Ljubicic in Pass-Statistiken weit vorne
Quelle: Wyscout S.p.a
Hier sehen wir am besten, weshalb ein Ljubicic-Abgang nicht einfach zu kompensieren sein wird. Ljubicic tätigt etwas mehr Pässe als Grahovac und hat mit knapp 86% die klar bessere Passquote. Hier sieht man auch extrem deutlich, wie stark es sich auswirkt, dass Velimirovic bei seinen wenigen Einsätzen zweimal gegen Salzburg spielen musste. Die Mannschaft von Jesse Marsch hatte weit mehr Ballbesitz, sodass Velimirovic mit aufgerundeten 20 Pässen pro Partie bei eigenem Ballbesitz kaum eine tragende Rolle spielte, obwohl er insgesamt seine Aufgaben gut meisterte. Velimirovic spielte auch nur 7,39 Pässe pro 90 Minuten nach vorne, während Ljubicic und Grahovac mehr als doppelt so viele vertikale Zuspiele aufweisen und sich in dieser Statistik nichts nehmen. Der Unterschied zwischen den beiden ist aber die Qualität dieser Pässe, denn während bei Ljubicic 73,59 Prozent seiner Zuspiele ankommen, sind es bei Grahovac nur schwache 58,59%! Grahovac spielte die meisten weiten Pässe, hat allerdings auch hier die größte Fehlerquote.
Schlüsselpässe
Quelle: Wyscout S.p.a
Dejan Ljubicic spielt die meisten Pässe im letzten gegnerischen Drittel und hat dabei auch die höchste Genauigkeit. Für Pässe in den gegnerischen Strafraum ist dies ebenso der Fall. Er ist zudem der einzige der drei Spieler mit einem Assist in dieser Saison, wobei Velimirovic immerhin auf einen Assist-Assist kam, als er beim 3:3-Unentschieden gegen Hartberg Schobesberger am Flügel anspielte, dessen Flanke von Stefan Schwab in letzter Minute verwandelt wurde. Dass Velimirovic bei den Pässen ins letzte Spieldrittel weit hinten liegt, wird abermals mit der geringen Samplegröße und den starken Gegnern zusammenhängen.

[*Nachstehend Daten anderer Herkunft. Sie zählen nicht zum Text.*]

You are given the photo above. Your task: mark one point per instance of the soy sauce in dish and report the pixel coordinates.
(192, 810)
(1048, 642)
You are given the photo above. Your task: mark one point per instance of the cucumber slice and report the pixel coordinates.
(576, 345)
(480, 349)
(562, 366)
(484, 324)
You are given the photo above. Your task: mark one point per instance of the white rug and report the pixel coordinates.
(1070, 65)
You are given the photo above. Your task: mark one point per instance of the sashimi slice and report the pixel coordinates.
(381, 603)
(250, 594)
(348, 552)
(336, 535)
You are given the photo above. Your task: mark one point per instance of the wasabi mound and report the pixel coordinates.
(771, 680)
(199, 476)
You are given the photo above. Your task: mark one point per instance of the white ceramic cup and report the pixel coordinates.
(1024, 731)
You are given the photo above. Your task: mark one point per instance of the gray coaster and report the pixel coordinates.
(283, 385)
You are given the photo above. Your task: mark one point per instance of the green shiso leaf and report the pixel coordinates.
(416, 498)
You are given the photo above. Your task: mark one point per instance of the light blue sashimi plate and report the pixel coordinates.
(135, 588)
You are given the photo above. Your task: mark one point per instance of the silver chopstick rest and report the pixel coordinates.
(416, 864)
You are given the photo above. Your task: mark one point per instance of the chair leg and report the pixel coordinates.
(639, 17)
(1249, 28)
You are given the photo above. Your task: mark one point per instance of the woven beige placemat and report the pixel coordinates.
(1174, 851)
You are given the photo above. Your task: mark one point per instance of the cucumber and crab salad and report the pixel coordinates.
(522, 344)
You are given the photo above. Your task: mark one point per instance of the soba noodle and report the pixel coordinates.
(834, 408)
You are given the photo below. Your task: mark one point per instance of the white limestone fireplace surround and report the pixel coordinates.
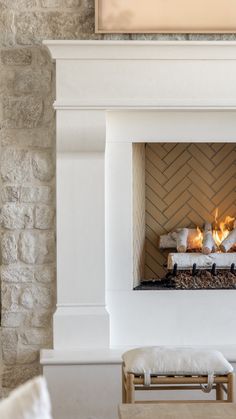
(110, 94)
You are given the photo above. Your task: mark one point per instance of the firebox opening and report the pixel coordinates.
(184, 215)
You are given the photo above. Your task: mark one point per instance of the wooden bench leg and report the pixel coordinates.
(230, 388)
(219, 392)
(130, 397)
(123, 386)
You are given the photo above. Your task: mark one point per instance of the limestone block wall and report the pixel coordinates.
(27, 171)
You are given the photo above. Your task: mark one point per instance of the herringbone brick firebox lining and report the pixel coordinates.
(184, 184)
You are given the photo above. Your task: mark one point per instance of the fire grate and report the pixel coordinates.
(195, 279)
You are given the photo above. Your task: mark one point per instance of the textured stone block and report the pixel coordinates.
(34, 27)
(16, 297)
(17, 216)
(24, 112)
(44, 216)
(36, 247)
(37, 194)
(37, 137)
(43, 165)
(40, 318)
(11, 319)
(9, 345)
(16, 56)
(10, 193)
(20, 4)
(43, 297)
(45, 274)
(60, 3)
(15, 375)
(9, 248)
(17, 273)
(29, 81)
(7, 37)
(15, 165)
(6, 81)
(26, 298)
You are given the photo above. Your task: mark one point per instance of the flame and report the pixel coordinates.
(197, 240)
(222, 229)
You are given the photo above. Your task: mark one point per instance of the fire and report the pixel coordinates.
(222, 229)
(197, 240)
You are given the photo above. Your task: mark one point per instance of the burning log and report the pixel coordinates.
(208, 243)
(186, 260)
(169, 241)
(229, 241)
(182, 240)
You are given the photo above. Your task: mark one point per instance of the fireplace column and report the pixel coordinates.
(81, 319)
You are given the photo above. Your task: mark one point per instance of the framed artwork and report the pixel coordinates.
(165, 16)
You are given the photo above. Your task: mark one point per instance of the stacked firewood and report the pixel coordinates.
(201, 248)
(186, 239)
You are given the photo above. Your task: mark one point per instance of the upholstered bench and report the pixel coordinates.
(166, 368)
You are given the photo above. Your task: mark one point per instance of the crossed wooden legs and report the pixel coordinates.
(223, 384)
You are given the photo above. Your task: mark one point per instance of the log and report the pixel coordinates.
(169, 241)
(229, 242)
(182, 240)
(186, 260)
(208, 243)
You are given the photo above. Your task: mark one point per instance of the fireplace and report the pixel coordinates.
(113, 98)
(184, 201)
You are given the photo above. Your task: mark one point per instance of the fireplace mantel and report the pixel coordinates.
(110, 94)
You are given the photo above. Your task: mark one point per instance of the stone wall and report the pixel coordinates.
(27, 182)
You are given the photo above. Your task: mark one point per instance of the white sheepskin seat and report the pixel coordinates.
(29, 401)
(175, 361)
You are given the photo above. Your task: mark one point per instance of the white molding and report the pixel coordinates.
(142, 50)
(171, 104)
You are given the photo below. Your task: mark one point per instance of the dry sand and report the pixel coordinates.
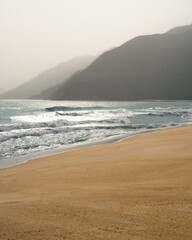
(139, 188)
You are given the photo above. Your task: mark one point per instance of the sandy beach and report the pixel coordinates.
(136, 189)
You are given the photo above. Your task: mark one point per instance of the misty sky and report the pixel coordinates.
(39, 34)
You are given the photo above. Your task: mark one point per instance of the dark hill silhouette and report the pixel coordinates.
(48, 78)
(147, 67)
(180, 29)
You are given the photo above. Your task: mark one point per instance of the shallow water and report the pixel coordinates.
(29, 129)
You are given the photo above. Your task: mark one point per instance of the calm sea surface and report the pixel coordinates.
(30, 129)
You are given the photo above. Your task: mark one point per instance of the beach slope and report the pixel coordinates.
(137, 189)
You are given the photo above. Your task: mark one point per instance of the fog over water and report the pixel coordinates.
(39, 34)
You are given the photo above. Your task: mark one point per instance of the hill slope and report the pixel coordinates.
(148, 67)
(48, 78)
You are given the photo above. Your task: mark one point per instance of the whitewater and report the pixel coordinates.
(30, 129)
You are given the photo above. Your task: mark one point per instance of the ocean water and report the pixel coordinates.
(29, 129)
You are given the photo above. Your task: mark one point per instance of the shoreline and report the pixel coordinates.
(112, 139)
(137, 188)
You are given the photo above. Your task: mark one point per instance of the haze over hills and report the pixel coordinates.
(154, 67)
(49, 78)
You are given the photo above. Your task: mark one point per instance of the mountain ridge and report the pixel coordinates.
(155, 67)
(48, 78)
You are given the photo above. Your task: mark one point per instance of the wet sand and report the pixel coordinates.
(137, 189)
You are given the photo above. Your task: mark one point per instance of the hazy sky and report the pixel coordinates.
(39, 34)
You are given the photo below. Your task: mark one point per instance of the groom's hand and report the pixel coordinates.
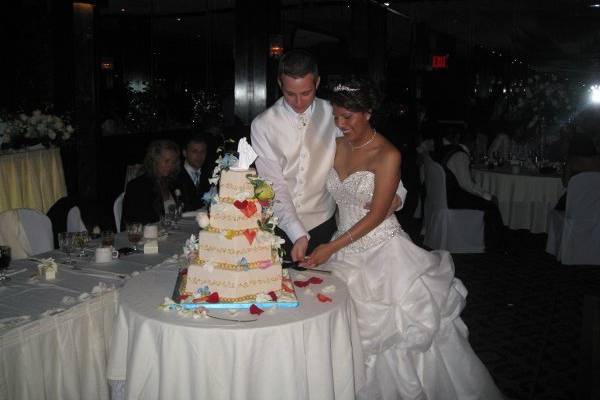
(299, 249)
(396, 203)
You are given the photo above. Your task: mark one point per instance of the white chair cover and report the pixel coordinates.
(574, 236)
(13, 234)
(74, 221)
(38, 228)
(118, 210)
(457, 231)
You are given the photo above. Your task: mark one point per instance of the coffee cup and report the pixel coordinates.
(105, 254)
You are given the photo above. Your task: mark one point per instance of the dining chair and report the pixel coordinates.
(118, 210)
(28, 232)
(457, 231)
(74, 221)
(574, 234)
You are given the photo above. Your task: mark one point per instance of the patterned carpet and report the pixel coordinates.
(524, 313)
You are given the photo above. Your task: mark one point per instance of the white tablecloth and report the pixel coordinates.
(58, 349)
(524, 199)
(311, 352)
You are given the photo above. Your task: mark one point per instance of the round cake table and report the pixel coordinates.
(524, 199)
(309, 352)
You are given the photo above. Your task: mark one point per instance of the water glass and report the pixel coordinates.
(108, 238)
(135, 232)
(81, 240)
(5, 257)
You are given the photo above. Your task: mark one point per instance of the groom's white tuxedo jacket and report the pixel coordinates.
(296, 160)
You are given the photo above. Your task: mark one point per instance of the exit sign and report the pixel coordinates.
(439, 61)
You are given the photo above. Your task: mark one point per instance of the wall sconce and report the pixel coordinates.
(276, 46)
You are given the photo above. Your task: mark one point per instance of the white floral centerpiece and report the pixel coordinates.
(26, 130)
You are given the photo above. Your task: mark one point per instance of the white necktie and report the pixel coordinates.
(302, 121)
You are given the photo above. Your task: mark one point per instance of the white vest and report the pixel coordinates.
(305, 158)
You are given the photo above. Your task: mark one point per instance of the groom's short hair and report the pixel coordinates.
(297, 64)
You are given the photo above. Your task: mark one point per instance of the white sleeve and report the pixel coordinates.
(268, 168)
(459, 165)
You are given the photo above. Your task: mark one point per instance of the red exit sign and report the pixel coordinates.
(439, 61)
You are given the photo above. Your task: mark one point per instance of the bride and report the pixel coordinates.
(407, 299)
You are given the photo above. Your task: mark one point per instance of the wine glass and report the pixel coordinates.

Velimirovic geht in Eins-gegen-Eins-Situationen
Quelle: Wyscout S.p.a
Die Angriffsstatistiken können den Rapid-Fans wieder etwas Hoffnung machen, denn Velimirovic tätigte die mit Abstand meisten Dribblings pro 90 Minuten (4,92), wobei er sich auch immer wieder aus engen und schwierigen Situationen befreien konnte. Der 18-Jährige gab auch die meisten Schüsse pro 90 Minuten ab, wobei er im Cup-Krimi gegen Salzburg mit einem sehenswerten Aluminiumtreffer in der 65. Minute großes Pech hatte. So kommt es, dass Ljubicic der einzige der drei Spieler ist, der in dieser Saison Tore beisteuern konnte. Der 22-Jährige traf in der siebten Runde beim 5:0-Sieg gegen die Admira und beim 2:2-Unentschieden am letzten Spieltag vor der Winterpause gegen die Wiener Austria.
Einschätzung
Der Abgang von Dejan Ljubicic dürfte eine Lücke hinterlassen, die kurzfristig ohne Neuzugang nur schwer zu füllen sein wird. Grahovac hat insbesondere im Passspiel nicht dieselbe Qualität, ist offensiv harmloser und defensiv laut den Leistungswerten dieser Saison ebenfalls kein Upgrade gegenüber Ljubicic.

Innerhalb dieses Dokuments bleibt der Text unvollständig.